When you are just starting as a mountain bike rider, remember that the point is to enjoy the sport, not to make your doctor more money. At first take easy trails, then as you grow more confident, expand your horizons by taking more difficult trails. Also realize that if you are gripping your handle bars in fear its hard to enjoy the scenery.

2.  Food and water are your friend not the enemySometimes we forget that the human machine needs fuel. Sometimes as we get psyched about the next trail, or just in a hurry to get out the door, we forget to top off our water bottles and to pack an apple or a carrot for the trail. While this is not a big deal for quick trails, not having food or water during a long trail can mean some very bad things such as dizziness, muscle cramping and even in some cases, a visit to the local hospital. This is easy to prevent by remembering to have a full water bottle (two if you are either going on a real long ride, or in a very arid area) and by bringing along high water food such as apples and carrots. Also apples and carrots are full of vitamins and easy for the body to digest.

3.  It may make you look stupid but stretching is always a good idea

One of the hardest things for me to make myself do before biking used to be stretching. I didn’t want to take the time to do something that I felt provided little to know benefit. However after a few pulled muscles I thought better of this and now stretching is something I do every time I go for a ride.

For those new to the idea of stretching the trick is not to overdue it and cause yourself injury. Start with simple toe touches and neck rolls. This will limber up your legs and shoulders which are the areas that will take most of the beating on the trail. Also you might want to add a couple sets of push ups and sit ups to warm up the torso muscles. Believe me you will feel a lot better during the ride if you do these simple exercises.

4.  A spare parts kit is worth the weight

I think virtually every biker on the planet has had a time when they wish they had brought along an extra inner tube or chain. Let’s face it, the trails we tend to ride do not care one little bit about our bikes and their conditions. In fact sometimes it seems a trail is out to get you from the start. Over my time as a mountain bike rider I have developed what I call the essential repair kit and I have used it more times than I care to count. Admitted it means taking a pack with me, but when it comes to either fixing a flat, or hiking my bike out, the pack seems a pretty small price to pay. Below is a list of items I always carry.

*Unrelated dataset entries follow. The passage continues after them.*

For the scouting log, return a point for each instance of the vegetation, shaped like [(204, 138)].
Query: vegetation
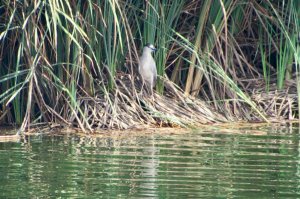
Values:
[(75, 62)]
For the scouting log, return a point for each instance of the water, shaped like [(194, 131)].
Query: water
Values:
[(260, 162)]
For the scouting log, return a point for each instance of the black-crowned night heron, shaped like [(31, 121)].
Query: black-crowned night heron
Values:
[(147, 67)]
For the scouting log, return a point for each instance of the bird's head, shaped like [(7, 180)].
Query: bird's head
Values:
[(150, 46)]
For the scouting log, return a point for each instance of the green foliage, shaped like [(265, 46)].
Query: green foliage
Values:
[(54, 53)]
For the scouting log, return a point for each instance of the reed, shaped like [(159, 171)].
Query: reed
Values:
[(75, 62)]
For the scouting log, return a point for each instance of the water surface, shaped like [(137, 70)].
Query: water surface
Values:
[(260, 162)]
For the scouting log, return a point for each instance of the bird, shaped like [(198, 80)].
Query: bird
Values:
[(147, 67)]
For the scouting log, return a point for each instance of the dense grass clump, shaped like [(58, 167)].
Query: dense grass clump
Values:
[(75, 62)]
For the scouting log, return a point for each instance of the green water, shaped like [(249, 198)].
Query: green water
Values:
[(250, 163)]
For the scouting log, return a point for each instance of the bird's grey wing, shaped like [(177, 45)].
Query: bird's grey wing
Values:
[(154, 72)]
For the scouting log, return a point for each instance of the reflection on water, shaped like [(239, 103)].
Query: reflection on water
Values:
[(259, 162)]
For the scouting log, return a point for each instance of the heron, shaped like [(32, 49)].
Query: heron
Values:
[(147, 67)]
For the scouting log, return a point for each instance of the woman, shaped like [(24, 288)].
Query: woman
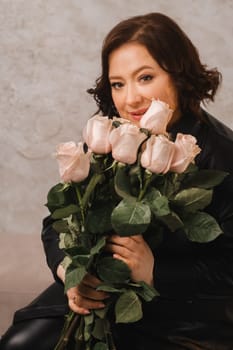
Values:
[(147, 57)]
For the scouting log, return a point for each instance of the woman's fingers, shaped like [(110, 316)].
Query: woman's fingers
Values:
[(84, 297)]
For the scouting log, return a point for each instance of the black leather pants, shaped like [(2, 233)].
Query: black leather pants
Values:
[(35, 334), (38, 325)]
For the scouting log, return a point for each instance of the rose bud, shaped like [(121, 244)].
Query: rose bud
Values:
[(73, 163), (186, 150), (125, 141), (96, 134), (156, 117), (158, 154)]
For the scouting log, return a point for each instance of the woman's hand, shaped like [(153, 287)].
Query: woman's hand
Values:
[(85, 296), (135, 252)]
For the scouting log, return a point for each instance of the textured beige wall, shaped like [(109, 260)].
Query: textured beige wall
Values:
[(49, 53)]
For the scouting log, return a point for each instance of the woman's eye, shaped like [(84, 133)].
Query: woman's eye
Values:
[(116, 85), (146, 77)]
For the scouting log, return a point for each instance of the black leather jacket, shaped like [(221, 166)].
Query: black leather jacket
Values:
[(195, 280)]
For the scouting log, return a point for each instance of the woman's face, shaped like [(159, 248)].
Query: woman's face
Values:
[(136, 78)]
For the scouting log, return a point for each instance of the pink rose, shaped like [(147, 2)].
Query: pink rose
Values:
[(186, 150), (125, 141), (156, 117), (158, 154), (96, 134), (73, 163)]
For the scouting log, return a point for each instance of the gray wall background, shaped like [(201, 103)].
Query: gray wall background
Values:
[(50, 55)]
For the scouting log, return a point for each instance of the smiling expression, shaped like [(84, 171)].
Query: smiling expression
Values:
[(136, 78)]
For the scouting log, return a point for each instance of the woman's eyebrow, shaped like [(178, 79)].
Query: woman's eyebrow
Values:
[(134, 72)]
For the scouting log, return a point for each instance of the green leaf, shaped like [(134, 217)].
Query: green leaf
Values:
[(99, 246), (159, 204), (111, 270), (206, 178), (56, 196), (201, 227), (106, 287), (66, 241), (122, 183), (193, 199), (65, 212), (74, 276), (172, 221), (99, 218), (128, 308), (61, 226), (130, 217)]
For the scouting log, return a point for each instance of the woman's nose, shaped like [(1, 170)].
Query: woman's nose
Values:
[(132, 95)]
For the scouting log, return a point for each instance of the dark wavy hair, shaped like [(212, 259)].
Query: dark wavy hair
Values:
[(174, 52)]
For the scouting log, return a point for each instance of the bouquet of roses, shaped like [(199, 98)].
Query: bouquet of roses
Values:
[(129, 180)]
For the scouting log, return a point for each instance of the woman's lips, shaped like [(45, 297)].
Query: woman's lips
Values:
[(137, 115)]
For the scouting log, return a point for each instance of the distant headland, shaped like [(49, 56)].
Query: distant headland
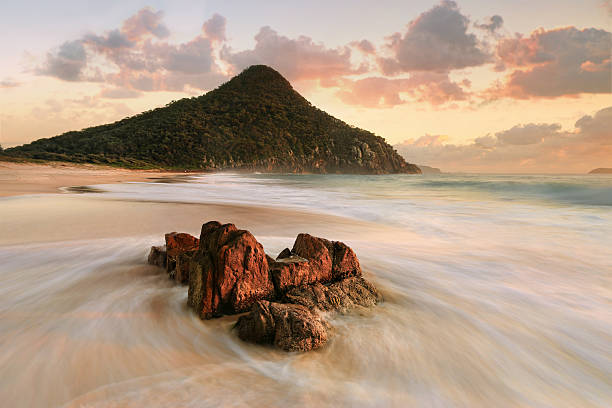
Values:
[(601, 170), (254, 122)]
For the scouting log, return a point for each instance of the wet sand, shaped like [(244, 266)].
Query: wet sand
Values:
[(33, 178)]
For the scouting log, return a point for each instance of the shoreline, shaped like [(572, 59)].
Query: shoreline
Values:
[(17, 179)]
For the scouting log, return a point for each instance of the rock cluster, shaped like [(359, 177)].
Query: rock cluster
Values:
[(228, 273)]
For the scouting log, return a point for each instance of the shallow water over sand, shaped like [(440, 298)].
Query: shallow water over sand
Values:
[(491, 298)]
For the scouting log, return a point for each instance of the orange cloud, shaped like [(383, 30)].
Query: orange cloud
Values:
[(553, 63), (522, 148)]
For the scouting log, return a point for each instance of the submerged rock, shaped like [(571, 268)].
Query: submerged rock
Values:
[(293, 271), (157, 256), (228, 273), (287, 326), (340, 296), (285, 253), (333, 260), (180, 247)]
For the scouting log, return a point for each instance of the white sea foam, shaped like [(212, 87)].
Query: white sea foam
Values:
[(498, 293)]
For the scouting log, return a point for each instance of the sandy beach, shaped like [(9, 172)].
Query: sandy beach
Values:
[(33, 178), (86, 322)]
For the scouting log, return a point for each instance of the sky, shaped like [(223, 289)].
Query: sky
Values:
[(477, 86)]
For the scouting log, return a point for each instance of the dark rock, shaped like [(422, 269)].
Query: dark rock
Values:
[(345, 262), (292, 271), (285, 253), (177, 242), (339, 296), (183, 264), (288, 327), (179, 247), (228, 273), (332, 260), (317, 252), (157, 256)]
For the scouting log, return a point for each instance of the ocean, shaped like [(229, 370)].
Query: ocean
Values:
[(498, 293)]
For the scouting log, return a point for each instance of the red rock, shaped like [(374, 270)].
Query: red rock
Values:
[(157, 256), (229, 272), (316, 251), (345, 261), (340, 296), (291, 272), (183, 264), (285, 253), (331, 260), (287, 326), (178, 244)]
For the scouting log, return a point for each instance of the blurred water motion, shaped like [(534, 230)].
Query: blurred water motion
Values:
[(498, 294)]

  • Patch kit (you can pick one of these up at any bike store or even Wal-Mart)
  • Extra tube (sometimes I get a flat no patch in the world is going to fix, but having and extra tube gets me off the trail and back home.)
  • A set of wrenches and bolts. (this can actually take some time to put together, however I have been very glad whenever I have had to make an emergency repair to my seat, handle bars or other parts of my bike. I also recommend getting small plastic tackle box to hold all of it in.)
  • An extra chain (most of my friends just bring extra links, but for me I find the chain is quicker and the cost difference is not that great, but at the very least bring a few extra lengths)
  • Air pump (what good does fixing your flat do if you can’t put air back in your tire?)

I do have friends who have found ways to mount entire tires on their bikes, but the above should cover most situations that don’t involve major types of repairs, and will get you home.

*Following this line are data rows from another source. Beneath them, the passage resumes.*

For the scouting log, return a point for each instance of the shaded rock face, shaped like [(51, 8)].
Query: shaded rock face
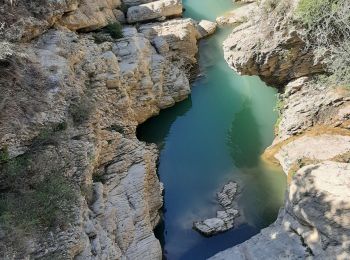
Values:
[(25, 20), (98, 93), (311, 144), (314, 223), (272, 49)]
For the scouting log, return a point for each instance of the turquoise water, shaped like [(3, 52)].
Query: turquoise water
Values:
[(216, 135)]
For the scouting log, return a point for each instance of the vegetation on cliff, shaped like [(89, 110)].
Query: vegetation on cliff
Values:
[(327, 24)]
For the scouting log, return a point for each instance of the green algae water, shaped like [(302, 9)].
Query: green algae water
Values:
[(216, 135)]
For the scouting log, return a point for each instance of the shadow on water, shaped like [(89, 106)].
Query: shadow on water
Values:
[(244, 138), (157, 128), (214, 136)]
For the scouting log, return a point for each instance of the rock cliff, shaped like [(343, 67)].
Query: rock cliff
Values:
[(312, 141), (71, 98)]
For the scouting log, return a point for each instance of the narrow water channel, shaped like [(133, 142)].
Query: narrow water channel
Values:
[(214, 136)]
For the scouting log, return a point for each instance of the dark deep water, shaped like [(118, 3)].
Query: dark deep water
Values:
[(216, 135)]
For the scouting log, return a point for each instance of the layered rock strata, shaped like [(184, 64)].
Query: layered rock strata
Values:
[(72, 101), (225, 218), (312, 143)]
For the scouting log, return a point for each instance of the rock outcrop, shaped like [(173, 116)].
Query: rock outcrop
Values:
[(270, 47), (238, 15), (71, 101), (224, 219), (314, 223), (312, 144)]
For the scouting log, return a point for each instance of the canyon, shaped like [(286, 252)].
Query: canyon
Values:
[(73, 95)]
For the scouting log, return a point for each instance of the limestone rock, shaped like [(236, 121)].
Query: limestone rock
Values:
[(227, 195), (154, 10), (314, 224), (312, 148), (124, 82), (271, 48), (181, 36), (238, 16), (91, 15), (224, 219)]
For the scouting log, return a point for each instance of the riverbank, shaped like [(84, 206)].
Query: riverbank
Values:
[(76, 80), (312, 141), (215, 136)]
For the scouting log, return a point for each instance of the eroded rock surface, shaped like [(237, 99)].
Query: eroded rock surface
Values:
[(314, 223), (311, 144), (154, 10)]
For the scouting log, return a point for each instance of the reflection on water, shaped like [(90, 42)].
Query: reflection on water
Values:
[(216, 135)]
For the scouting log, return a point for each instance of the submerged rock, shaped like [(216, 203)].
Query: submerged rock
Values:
[(224, 219), (206, 28), (154, 10)]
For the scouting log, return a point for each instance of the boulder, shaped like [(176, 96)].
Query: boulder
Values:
[(206, 28), (313, 225), (224, 219), (238, 15)]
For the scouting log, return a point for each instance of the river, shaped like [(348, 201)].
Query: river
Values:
[(216, 135)]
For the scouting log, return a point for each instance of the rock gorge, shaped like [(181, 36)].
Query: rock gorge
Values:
[(72, 97), (312, 141)]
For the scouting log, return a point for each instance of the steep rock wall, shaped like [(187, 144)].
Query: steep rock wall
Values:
[(312, 142)]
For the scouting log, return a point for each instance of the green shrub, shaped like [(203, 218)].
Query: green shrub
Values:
[(47, 204), (327, 24), (4, 155), (114, 30)]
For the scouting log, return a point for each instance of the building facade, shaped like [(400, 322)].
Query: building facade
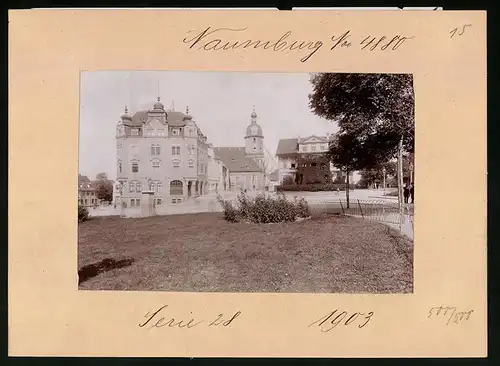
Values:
[(86, 192), (289, 151), (166, 153)]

5.  Biking and drinking is almost as dumb as drinking and driving
Maybe I have just had some bad luck with idiots, but I swear nothing is worse on the trail than having to deal with a drunken rider. Not only are they a risk to themselves, they are a risk to everyone else. I realize it may not seem to be a big deal to drink a couple of beers before a ride, but really you are doing something that requires your total attention. IN fact some trails you wind up on have very little room for error. So if you feel like a drink, do it at the end of the road not the start.